CELINA - Mercer County Council on Aging board members are eyeing a possible expansion of the senior center on Riley Street to alleviate cramped conditions due to an influx of people using a growing number of services.
County commissioners this week told Mercer County Council on Aging Executive Director Sharon Green that they have no problem with her board members' launching a feasibility study of such an expansion.
Aiming to add space to facilitate more seniors and programs, board members would like to build onto the back of the center toward the west, according to Green.
"I am looking toward the future, 15 to 20 years down the road, and we are growing," Green said. "We are up on all of our services over the previous year, so we are getting more and more seniors utilizing our facility, utilizing our services."
Last year, roughly 1,200 people used some type of service offered by MCCoA, among them senior center activities, transportation, chore services, homemaker services and meals.
Multiple agencies would like to partner with MCCoA to provide additional offerings, such as end-of-life directives, but officials have difficulty securing space with so many activities scheduled in advance, Green said.
With commissioners' permission, MCCoA in 2017 moved some of its overflowing operations next door into the former emergency medical services building.

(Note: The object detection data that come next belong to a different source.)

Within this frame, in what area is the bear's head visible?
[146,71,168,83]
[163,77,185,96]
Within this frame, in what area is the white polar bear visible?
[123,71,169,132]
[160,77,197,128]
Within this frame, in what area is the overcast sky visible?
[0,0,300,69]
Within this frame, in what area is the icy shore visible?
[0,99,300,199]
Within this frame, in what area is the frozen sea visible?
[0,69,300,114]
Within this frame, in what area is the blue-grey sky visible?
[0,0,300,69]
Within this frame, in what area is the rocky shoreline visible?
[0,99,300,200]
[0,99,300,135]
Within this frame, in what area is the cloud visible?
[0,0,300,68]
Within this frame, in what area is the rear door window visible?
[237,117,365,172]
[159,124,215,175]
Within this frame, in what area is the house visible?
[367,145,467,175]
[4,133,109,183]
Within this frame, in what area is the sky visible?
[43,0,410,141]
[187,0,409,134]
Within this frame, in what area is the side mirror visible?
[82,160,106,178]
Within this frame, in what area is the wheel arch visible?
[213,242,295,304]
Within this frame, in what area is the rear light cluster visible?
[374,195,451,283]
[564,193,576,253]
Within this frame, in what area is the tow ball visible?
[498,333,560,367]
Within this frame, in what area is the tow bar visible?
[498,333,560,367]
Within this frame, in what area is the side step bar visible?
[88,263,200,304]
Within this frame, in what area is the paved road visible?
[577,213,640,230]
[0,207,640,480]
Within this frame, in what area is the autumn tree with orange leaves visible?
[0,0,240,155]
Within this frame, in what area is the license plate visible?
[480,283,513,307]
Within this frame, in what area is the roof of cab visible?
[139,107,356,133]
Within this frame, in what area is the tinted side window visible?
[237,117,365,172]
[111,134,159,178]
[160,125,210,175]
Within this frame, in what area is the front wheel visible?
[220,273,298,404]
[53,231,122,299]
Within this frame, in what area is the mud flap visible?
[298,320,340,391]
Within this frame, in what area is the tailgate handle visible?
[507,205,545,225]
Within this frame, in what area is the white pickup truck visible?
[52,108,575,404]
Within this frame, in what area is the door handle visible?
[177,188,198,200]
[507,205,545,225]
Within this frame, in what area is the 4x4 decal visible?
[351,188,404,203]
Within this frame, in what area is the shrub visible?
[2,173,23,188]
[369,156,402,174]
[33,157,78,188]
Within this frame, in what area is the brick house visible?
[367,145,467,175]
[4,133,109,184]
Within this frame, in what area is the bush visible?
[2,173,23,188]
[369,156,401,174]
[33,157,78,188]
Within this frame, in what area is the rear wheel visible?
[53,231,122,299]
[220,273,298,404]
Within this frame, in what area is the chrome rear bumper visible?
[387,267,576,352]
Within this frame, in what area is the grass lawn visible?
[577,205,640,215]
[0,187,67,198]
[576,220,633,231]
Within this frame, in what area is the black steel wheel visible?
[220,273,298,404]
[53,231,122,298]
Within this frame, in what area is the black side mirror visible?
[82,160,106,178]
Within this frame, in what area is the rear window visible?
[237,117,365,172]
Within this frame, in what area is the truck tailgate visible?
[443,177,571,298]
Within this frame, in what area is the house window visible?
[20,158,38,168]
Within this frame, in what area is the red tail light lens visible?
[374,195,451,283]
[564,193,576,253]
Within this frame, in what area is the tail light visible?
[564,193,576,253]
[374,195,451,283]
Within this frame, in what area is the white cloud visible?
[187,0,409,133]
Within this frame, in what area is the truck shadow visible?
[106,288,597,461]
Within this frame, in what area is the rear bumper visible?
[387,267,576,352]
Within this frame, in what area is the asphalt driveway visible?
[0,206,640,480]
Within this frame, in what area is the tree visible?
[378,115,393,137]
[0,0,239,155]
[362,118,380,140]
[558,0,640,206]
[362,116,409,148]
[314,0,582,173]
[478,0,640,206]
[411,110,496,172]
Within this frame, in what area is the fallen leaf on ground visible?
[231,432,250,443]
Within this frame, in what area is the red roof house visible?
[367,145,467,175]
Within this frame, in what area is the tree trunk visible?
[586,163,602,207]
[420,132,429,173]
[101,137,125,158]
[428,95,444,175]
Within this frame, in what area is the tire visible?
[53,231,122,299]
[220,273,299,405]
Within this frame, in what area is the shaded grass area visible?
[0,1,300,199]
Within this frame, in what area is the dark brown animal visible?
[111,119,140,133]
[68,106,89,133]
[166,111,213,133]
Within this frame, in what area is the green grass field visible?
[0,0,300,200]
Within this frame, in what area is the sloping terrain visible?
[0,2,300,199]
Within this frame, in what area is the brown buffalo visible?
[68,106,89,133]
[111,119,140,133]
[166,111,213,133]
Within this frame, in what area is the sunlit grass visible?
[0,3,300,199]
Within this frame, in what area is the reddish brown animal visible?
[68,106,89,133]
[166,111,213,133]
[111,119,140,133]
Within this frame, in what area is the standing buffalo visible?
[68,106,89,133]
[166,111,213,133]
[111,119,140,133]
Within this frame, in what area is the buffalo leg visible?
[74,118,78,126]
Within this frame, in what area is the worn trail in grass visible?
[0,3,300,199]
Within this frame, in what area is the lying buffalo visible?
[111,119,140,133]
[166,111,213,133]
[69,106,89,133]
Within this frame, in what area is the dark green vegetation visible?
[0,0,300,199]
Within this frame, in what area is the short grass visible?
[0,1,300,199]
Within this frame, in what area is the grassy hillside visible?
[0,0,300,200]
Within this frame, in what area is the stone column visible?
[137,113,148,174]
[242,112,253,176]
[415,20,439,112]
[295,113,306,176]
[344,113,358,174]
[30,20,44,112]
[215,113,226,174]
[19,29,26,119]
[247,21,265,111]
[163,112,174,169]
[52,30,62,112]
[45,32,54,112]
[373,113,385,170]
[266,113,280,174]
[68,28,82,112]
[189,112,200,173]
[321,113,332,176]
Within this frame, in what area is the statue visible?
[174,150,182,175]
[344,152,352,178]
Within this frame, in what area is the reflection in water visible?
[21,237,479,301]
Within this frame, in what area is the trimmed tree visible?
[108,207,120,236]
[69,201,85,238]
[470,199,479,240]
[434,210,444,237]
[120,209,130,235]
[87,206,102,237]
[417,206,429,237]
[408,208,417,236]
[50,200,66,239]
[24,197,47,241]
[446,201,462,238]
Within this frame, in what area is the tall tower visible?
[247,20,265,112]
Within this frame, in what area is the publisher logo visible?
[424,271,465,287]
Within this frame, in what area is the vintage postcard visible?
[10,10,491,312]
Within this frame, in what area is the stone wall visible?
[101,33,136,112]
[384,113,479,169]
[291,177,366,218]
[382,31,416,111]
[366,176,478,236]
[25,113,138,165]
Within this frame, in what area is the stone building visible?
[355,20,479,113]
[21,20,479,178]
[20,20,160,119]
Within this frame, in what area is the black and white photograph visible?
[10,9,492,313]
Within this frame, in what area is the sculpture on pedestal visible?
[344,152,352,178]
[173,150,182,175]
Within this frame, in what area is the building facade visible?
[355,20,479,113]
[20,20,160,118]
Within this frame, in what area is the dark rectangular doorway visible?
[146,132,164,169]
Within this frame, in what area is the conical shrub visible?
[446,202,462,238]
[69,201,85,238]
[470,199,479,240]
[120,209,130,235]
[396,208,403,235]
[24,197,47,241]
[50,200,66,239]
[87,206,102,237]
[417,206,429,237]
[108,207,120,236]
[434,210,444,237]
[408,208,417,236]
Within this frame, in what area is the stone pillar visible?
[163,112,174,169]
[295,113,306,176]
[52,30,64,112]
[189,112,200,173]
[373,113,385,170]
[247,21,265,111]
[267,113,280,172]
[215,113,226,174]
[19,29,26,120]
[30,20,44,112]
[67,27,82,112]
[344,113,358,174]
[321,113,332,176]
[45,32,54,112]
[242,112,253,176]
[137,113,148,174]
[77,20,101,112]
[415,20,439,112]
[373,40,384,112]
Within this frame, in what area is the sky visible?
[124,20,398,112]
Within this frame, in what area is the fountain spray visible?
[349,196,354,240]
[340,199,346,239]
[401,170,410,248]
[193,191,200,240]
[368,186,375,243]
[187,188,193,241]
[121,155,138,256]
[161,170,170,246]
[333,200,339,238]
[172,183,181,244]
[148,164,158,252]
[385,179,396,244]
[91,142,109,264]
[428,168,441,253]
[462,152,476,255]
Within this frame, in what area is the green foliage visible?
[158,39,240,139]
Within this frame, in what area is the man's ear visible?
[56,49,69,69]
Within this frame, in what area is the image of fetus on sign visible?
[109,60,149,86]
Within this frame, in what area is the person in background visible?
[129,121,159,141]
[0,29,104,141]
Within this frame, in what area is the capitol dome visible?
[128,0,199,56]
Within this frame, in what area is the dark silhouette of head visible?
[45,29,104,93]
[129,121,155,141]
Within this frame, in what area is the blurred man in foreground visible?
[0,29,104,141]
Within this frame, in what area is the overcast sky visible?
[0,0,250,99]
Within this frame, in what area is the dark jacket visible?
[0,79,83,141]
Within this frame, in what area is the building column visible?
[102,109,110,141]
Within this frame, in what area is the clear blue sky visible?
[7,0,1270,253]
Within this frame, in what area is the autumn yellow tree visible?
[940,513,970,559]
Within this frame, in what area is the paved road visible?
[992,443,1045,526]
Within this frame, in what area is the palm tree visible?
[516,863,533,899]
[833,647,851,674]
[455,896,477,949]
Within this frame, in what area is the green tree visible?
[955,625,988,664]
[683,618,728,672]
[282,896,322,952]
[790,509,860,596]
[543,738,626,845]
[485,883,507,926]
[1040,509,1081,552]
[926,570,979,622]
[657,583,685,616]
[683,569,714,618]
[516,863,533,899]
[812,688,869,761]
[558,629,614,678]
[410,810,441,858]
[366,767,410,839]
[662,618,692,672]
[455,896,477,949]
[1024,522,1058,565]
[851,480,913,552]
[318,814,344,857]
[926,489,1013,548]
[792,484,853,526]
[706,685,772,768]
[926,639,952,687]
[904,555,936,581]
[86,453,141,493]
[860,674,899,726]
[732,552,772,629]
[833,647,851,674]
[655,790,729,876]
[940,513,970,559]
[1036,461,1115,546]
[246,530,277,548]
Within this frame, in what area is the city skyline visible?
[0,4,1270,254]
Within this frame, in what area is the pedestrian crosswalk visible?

The county-owned EMS facility was vacated in late 2014 after the EMS and Emergency Management Agency consolidated into the former county engineer's office, also on Riley Street
The annex, Green said, has been a godsend.
"Not only have we been using it to continue our activities during garage sales, we now have a monthly quilting group that meets over there," she said. "Our board meets over there. We just started a non-gambling Texas Hold 'em group that meets over there."
Also, an Alzheimer's Association representative has been visiting the annex monthly for one-on-one counseling.
"We are getting wonderful use out of that building," she said.
Yet even with that building, the center remains very crowded.
"Our space is very tight. I have two employees who are sharing basically what comes down to a closet," she noted. "We'd like a dedicated boardroom."
The gym has become very confined with more seniors using the equipment. Extra storage space is also needed, she said.
"Before we do the feasibility study, I just want your blessing. It is your property," Green told commissioners.
Commissioner Greg Homan said he has no issues with a feasibility study.
"You provide a great service to the citizens of the county," commissioner Rick Muhlenkamp added. "It's much appreciated. I would think you'd expect cooperation from us here."
Council on Aging centers and programs were created by the Older Americans Act of 1965 to respond to the needs of the elderly in the communities they serve. The agencies are designed to provide advocates, planners and educators, as well as supply information and referral services.
To seniors 60 and older, the center offers a plethora of services.
MCCoA is funded by a countywide levy, the Mercer County Health Care Foundations, the Mercer County Civic Foundation, client donations and garage sales hosted at the senior center.